Hij
geloofde dat, wanneer een knikker met de noodige bezweringen werd
begraven en dan een dag of veertien rustig in den schoot [70]der aarde gelaten en daarna met de
tooverwoorden die hij juist had uitgesproken, weer opgegraven werd,
men al de knikkers, die men ooit verloren had, daar in dien
tusschentijd bijeengekomen zou vinden, hoe wijd zij ook over de
wereld verspreid mochten zijn. Tom’s vertrouwen in dit bijgeloof
was tot op zijn fondamenten geschokt. Hij had menigmaal gehoord,
dat deze proef gelukt, maar nooit dat zij mislukt was.
Het kwam niet in hem op, dat hij het verscheidene malen te voren
beproefd had, maar dat hij de plaats, waar hij de knikkers had
verborgen, nooit had kunnen vinden. Hij dacht zich half suf over de
zaak en kwam eindelijk tot het besluit, dat er een heks
tusschenbeide was gekomen, die de betoovering verbroken had. Toch
wilde hij zich op dit punt overtuigen en zocht, totdat hij een
klein zanderig plekje met een trechtervormig indruksel gevonden
had. Hij legde zich naast dat plekje op den grond, met den mond
vlak op het indruksel en riep:
“Kevertje, kevertje, zeg mij wat ik weten moet!

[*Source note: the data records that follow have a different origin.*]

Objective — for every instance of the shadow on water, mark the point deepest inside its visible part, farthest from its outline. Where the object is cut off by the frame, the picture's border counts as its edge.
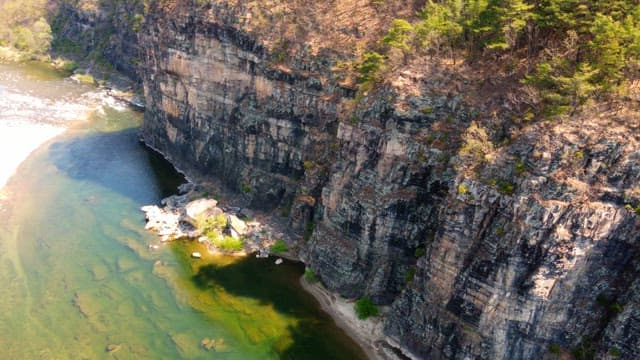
(315, 336)
(117, 161)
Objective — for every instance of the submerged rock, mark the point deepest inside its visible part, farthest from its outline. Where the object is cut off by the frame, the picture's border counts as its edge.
(200, 207)
(111, 348)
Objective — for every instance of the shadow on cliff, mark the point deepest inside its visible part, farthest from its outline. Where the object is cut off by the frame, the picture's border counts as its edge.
(119, 162)
(315, 337)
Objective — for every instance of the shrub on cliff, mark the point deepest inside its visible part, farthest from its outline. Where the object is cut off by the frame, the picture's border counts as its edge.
(365, 308)
(279, 247)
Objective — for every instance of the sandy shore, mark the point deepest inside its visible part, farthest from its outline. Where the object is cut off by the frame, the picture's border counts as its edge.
(368, 333)
(18, 139)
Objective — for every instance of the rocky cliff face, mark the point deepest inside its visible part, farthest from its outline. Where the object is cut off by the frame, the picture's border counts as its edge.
(483, 248)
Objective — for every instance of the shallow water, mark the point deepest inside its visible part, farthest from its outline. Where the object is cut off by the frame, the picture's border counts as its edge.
(79, 281)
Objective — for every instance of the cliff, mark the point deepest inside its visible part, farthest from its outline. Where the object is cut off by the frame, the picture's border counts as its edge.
(489, 238)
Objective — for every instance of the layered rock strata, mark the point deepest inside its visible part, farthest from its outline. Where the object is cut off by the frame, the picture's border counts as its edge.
(525, 250)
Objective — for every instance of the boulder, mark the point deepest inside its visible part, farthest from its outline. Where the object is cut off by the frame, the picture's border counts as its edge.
(200, 207)
(237, 225)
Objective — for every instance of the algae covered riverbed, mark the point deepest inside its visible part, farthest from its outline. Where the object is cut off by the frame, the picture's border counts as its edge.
(80, 282)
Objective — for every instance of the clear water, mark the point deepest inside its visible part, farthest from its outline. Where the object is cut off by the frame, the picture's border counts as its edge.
(78, 281)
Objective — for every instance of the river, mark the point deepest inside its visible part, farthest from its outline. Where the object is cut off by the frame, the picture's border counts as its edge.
(78, 279)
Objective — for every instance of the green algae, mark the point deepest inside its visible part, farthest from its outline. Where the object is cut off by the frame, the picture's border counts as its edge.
(79, 280)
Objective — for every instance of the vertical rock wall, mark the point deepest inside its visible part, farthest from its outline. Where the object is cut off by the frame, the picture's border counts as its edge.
(533, 254)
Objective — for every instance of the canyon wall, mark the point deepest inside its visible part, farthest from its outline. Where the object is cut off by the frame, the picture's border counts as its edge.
(525, 250)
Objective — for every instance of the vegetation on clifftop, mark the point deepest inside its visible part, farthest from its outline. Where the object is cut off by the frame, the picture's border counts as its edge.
(23, 28)
(565, 51)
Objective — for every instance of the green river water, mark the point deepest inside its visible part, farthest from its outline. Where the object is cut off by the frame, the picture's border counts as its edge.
(78, 281)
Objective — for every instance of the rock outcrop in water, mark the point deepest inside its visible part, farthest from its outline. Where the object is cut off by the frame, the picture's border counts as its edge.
(522, 251)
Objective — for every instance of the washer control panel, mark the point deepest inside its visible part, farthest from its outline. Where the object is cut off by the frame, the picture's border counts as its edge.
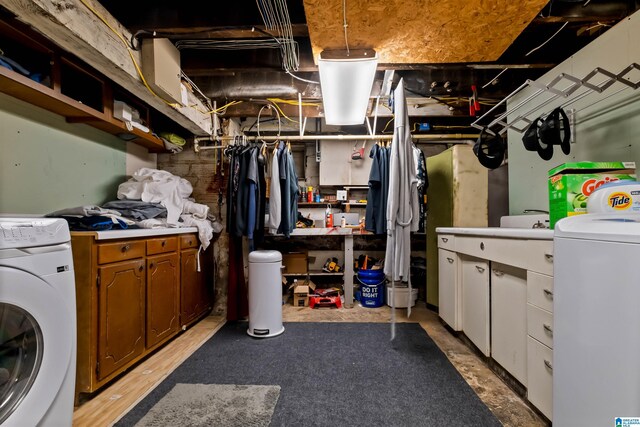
(29, 232)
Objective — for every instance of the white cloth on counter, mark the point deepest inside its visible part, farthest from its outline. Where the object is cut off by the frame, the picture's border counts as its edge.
(153, 223)
(196, 209)
(157, 186)
(88, 210)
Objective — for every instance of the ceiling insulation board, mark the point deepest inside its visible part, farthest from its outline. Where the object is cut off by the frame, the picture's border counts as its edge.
(424, 31)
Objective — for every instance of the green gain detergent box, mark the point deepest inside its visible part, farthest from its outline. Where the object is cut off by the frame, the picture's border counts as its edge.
(571, 184)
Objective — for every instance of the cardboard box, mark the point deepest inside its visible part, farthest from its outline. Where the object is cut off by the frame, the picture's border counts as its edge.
(571, 184)
(296, 263)
(301, 296)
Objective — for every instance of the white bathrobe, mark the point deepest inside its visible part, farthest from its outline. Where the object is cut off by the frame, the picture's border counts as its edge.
(402, 207)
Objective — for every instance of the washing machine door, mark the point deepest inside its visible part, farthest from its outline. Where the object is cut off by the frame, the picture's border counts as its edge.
(36, 333)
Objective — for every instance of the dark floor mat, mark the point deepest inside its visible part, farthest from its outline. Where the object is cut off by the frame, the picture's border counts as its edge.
(336, 374)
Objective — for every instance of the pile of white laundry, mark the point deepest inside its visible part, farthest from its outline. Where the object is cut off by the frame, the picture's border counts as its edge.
(172, 192)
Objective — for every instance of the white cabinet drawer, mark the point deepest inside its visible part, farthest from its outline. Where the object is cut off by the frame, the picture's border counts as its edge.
(474, 274)
(509, 319)
(449, 289)
(533, 255)
(540, 290)
(540, 376)
(446, 241)
(540, 325)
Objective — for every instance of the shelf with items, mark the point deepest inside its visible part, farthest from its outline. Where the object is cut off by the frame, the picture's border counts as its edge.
(314, 273)
(318, 204)
(62, 84)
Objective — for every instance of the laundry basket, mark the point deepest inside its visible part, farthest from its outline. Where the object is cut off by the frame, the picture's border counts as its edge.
(265, 294)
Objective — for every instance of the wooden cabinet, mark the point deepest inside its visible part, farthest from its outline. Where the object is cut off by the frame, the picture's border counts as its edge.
(64, 85)
(449, 285)
(131, 295)
(474, 274)
(163, 297)
(121, 304)
(509, 319)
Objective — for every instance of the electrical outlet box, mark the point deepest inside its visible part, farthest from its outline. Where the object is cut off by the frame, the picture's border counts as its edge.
(161, 68)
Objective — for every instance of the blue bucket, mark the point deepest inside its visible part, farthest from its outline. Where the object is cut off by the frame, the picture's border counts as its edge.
(371, 288)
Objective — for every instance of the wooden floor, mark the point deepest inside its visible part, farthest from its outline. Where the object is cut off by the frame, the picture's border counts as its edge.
(113, 402)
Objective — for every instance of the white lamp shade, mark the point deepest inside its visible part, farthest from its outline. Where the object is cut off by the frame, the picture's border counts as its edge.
(346, 86)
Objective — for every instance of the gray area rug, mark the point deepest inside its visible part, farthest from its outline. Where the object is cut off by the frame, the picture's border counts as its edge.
(207, 405)
(335, 374)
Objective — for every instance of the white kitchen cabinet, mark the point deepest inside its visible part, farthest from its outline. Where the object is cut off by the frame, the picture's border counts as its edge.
(540, 341)
(509, 319)
(507, 313)
(449, 289)
(540, 376)
(474, 274)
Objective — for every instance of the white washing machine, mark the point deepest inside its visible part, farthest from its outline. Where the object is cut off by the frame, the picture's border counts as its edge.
(37, 323)
(596, 333)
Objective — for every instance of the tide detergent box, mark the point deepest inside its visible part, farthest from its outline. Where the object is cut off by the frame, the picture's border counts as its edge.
(571, 184)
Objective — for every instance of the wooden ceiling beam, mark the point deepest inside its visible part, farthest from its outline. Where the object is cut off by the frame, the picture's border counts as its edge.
(240, 32)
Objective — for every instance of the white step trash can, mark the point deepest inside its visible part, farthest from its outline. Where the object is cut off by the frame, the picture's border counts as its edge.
(265, 294)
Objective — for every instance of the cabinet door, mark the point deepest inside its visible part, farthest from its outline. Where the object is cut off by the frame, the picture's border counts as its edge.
(121, 315)
(195, 296)
(509, 319)
(475, 301)
(163, 287)
(449, 290)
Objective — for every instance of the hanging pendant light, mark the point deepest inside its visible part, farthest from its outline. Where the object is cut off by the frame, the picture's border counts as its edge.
(346, 80)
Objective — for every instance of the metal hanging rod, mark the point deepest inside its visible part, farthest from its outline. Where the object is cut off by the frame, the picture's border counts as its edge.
(556, 93)
(459, 138)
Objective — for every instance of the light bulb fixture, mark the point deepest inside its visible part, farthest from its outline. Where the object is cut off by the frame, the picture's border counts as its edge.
(346, 80)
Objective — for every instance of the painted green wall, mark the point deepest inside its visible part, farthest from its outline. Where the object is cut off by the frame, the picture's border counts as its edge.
(47, 164)
(607, 125)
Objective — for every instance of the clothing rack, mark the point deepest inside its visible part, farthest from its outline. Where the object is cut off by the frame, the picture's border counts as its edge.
(454, 138)
(503, 124)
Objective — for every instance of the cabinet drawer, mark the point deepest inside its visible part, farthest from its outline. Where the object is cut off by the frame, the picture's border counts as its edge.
(120, 251)
(540, 290)
(540, 376)
(540, 325)
(534, 255)
(161, 245)
(446, 241)
(189, 241)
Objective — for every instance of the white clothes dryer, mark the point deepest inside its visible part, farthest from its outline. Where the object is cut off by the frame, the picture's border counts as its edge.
(37, 323)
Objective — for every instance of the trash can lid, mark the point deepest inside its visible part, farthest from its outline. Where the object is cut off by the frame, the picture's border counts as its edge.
(265, 256)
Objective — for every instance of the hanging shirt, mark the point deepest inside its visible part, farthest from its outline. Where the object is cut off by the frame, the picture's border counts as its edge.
(252, 190)
(285, 191)
(294, 191)
(376, 216)
(402, 209)
(258, 235)
(275, 197)
(423, 183)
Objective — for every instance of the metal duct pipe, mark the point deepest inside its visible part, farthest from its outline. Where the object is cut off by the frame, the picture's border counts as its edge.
(454, 138)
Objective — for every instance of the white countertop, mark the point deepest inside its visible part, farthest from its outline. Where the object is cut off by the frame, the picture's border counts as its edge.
(140, 232)
(501, 232)
(335, 231)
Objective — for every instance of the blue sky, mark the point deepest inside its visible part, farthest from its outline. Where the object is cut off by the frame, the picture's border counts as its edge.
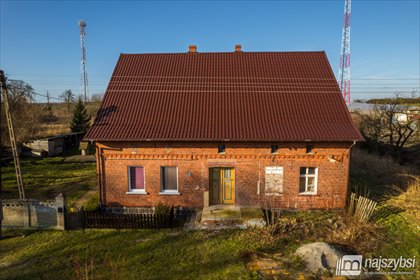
(40, 43)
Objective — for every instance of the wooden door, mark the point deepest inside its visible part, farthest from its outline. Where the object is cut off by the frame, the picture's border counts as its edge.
(222, 186)
(228, 186)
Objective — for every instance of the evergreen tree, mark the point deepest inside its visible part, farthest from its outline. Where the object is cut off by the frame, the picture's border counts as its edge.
(81, 119)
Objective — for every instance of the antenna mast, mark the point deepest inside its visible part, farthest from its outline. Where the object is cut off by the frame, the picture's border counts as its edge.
(344, 70)
(83, 70)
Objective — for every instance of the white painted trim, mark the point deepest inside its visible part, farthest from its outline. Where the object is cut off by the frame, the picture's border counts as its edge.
(137, 191)
(306, 176)
(170, 193)
(162, 191)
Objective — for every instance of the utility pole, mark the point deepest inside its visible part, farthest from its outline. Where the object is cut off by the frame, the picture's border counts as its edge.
(12, 135)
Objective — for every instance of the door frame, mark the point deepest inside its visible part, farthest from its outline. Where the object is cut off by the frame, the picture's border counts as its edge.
(221, 187)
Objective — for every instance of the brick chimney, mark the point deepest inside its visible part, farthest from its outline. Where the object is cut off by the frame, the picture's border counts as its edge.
(192, 49)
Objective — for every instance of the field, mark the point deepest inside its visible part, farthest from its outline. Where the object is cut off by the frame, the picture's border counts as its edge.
(45, 178)
(176, 254)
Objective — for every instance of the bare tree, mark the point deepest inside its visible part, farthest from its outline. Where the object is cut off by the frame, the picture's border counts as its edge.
(68, 98)
(25, 115)
(389, 124)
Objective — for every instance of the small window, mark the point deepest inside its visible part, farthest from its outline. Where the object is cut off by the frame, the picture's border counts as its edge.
(309, 148)
(308, 180)
(221, 149)
(274, 179)
(274, 149)
(169, 178)
(136, 178)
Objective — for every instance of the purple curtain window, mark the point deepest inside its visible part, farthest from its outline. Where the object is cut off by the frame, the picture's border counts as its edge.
(137, 178)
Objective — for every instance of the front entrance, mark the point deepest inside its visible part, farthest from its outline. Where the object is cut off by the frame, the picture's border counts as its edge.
(222, 185)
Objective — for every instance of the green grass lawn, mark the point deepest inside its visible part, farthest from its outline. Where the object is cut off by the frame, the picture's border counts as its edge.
(130, 254)
(47, 177)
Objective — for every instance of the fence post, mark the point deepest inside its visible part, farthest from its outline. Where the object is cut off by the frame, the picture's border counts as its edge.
(171, 216)
(60, 204)
(82, 212)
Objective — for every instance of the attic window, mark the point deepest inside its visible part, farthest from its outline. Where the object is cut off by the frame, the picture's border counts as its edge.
(221, 149)
(310, 148)
(274, 149)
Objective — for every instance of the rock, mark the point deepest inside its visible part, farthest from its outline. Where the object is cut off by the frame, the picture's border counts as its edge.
(319, 256)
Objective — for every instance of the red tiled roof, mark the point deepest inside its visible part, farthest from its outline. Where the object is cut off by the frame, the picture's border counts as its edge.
(239, 96)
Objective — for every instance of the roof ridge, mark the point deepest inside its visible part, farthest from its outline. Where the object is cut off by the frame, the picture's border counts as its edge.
(232, 52)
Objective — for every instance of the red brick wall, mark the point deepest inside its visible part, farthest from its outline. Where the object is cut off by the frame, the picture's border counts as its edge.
(248, 159)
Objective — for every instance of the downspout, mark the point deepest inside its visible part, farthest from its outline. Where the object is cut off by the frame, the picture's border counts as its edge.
(348, 173)
(99, 172)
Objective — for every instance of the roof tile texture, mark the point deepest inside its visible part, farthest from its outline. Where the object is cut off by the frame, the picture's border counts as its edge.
(239, 96)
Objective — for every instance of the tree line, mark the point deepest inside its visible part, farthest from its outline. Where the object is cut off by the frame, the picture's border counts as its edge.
(29, 117)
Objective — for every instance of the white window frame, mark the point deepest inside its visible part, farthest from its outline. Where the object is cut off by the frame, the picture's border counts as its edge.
(265, 189)
(136, 191)
(169, 192)
(306, 176)
(276, 149)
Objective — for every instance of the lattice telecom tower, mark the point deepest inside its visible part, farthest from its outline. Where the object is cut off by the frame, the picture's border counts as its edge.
(344, 70)
(83, 70)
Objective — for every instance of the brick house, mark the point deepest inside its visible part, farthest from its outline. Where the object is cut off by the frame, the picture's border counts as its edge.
(244, 128)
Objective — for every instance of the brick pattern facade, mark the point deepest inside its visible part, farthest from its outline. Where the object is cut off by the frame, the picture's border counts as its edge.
(194, 159)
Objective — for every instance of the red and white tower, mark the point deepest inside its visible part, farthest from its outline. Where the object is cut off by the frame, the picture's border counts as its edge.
(83, 70)
(344, 70)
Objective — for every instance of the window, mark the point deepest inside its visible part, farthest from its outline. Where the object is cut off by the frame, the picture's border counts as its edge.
(221, 149)
(169, 179)
(309, 148)
(274, 149)
(273, 180)
(136, 179)
(308, 180)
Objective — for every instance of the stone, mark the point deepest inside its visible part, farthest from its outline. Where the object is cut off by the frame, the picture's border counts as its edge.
(319, 257)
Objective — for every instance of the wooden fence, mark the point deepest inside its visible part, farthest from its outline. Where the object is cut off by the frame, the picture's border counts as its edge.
(97, 219)
(361, 207)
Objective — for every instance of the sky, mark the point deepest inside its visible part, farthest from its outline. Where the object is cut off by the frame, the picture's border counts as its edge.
(40, 40)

“Kevertje, kevertje, zeg mij wat ik weten moet!”
Het zand begon te werken en voor een oogenblik kwam er een zwart
kevertje voor den dag, dat echter spoedig doodelijk verschrikt
wegholde.
“Hij zegt niets! Dus was het een toovenaar, die het gedaan
heeft. Ik dacht het wel.”
Tom wist wel hoe weinig het baatte tegen heksen te strijden en
gaf het plan ontmoedigd op. Doch daar schoot hem in de gedachten,
dat hij den knikker, dien hij juist had weggeworpen, toch wel
gaarne terug zou hebben, en ging hem dus geduldig zoeken. Helaas!
hij kon hem niet meer vinden. Toen keerde hij naar zijn schatkamer
terug en zette zich behoedzaam neder in dezelfde houding, als
[71]toen hij den knikker had weggeduwd. Daarop
nam hij een anderen knikker uit den zak, slingerde dien eveneens
weg en riep:
“Broeder, ga uw broeder halen!”
Hij zag waar de knikker zou stilhouden en ging derwaarts om hem
na te kijken. Doch het speeltuig was niet ver genoeg of te ver
gerold; dus wendde hij een tweede poging aan. Deze laatste werd met
een goeden uitslag bekroond, want de beide knikkers lagen omtrent
een duim van elkaar af.
Juist op dat oogenblik verhief zich door het groene gewelf des
wouds het geschal van een tinnen trompet. In een oogenblik had Tom
buis en broek uitgetrokken, van zijne bretels een gordel gemaakt,
eenige takken achter de mijt bijeen vergaard, een ruwen pijl, een
boog, een houten zwaard en een trompet voor den dag gehaald en was,
met deze zaken beladen, blootbeens en in een fladderend hemd
weggeijld. Onder een grooten olmboom hield hij stil, beantwoordde
het trompetgeschal en begon op zijne teenen loopende, omzichtig in
alle richtingen rond te kijken. Toen riep hij zacht tot een
denkbeeldigen makker:
“Halt, grappenmaker! Houd u schuil, tot ik blaas.”
Daar verscheen Joe Harper, even luchtig gekleed en zwaar
gewapend als Tom. Deze riep:
“Halt! Wie komt hier in de wouden van Sherwood zonder
vrijgeleide?”
“Guy van Guisborne heeft niemands vrijgeleide noodig. Wie zijt
gij, dat ...?”
“Dat gij dus durft spreken,” vulde Tom aan, want de knapen waren
bezig eene plaats uit een boek op te zeggen.
“Wie zijt gij, dat ge dus durft spreken?” [72]
“Ik? Wel, ik ben Robin Hood, zooals uw schavuitengeraamte
spoedig zal bemerken.”
“Dan zijt gij waarlijk de beruchte bandiet! Zeer aangenaam zal
het mij zijn met u over den vrijen doortocht door deze wouden te
twisten.”
“Pas op!”
Zij trokken hunne houten zwaarden, wierpen hunne andere wapenen
op den grond en begonnen een ernstig en bedaard tweegevecht.
“Kom,” zeide Tom, “als gij goed slaags zijt geraakt, zet het dan
met kracht door.”
En zij zetten het met kracht door, totdat zij hijgden en
zweetten van inspanning. Eindelijk zeide Tom:
“Val! val! Waarom val je niet?”
“Ik doe het niet. Waarom val je zelf niet? Je bent er het ergste
aan toe.”
“Wel, dat behoort zoo niet. Ik kan niet vallen. Dat staat
niet in het boek. Het boek zegt:
“‘Toen viel hij Guy van
Guisborne van achteren aan en sloeg hem neder.’ Nu moet gij u
omkeeren en mij u in den rug laten treffen.”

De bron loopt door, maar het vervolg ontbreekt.